Submerging Futures: Watery Infrastructures and the Making of Climate in the Polar Regions
How do water, ice, tides, fog, or thawing ground act as infrastructural forces? What happens when experimental or improvised technologies—whether developed in labs, on research vessels, or within communities—intersect with local practices, Indigenous knowledge, and environmental rhythms? What does it mean to get infrastructure wet? Whether attending to novel climate technologies, community monitoring efforts, marine energies, natural water systems, or other tools of observation and adaptation, this session invites dialogue on the resilience, dependency, extraction, and care that might be glimpsed from below the surface.

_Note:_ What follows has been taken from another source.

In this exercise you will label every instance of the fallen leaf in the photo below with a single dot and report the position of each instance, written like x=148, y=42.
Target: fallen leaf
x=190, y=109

Date: Thursday, May 28 2026
Time: 10:15 AM – 12:10 PM (Extended Session)
Room: Goymslurúm
How the session works
After brief presentations from our three convenors, grounded in their own fieldwork and research, the room transforms into a co-reflection space. Using creative brainstorming methods, participants will work together on questions about the present and future of polar watery infrastructures. No prior expertise needed, only curiosity.
The three questions anchoring our workshop:
- How do water, ice, tides, fog, or thawing ground act as infrastructural forces?
- What happens when experimental or improvised technologies intersect with local practices, Indigenous knowledge, and environmental rhythms?
- What resilience, dependency, extraction, and care can be glimpsed from below the surface?
The convenors
Anna Soer is completing her PhD in Political Science at the University of Ottawa, researching natural resource development and energy sovereignty in Nunavut and Greenland. As a research assistant at the Observatoire de la politique et de la sécurité de l'Arctique, her work spans sub-national governance, security, colonial violence, and economic development in the Arctic.
Laura Goyhenex is a doctoral researcher in Social Anthropology at the University of Aberdeen. Their research focuses on contamination events on Indigenous homelands in Canada's Northwest Territories and Alberta — tracing how trails carry environmental toxicities, and how knowledge about contamination is built, shared, and contested on Indigenous lands.
Alexandra Middleton is a postdoctoral researcher at Oulu Business School, University of Oulu, working at the intersection of Arctic governance, sustainability, critical minerals, and science diplomacy. She contributes to international initiatives including the Fulbright Arctic Initiative and UArctic, bridging policy, academia, and community perspectives.
Researchers, practitioners, community members, and the simply curious are all welcome. Break away from the standard conference format and think with us!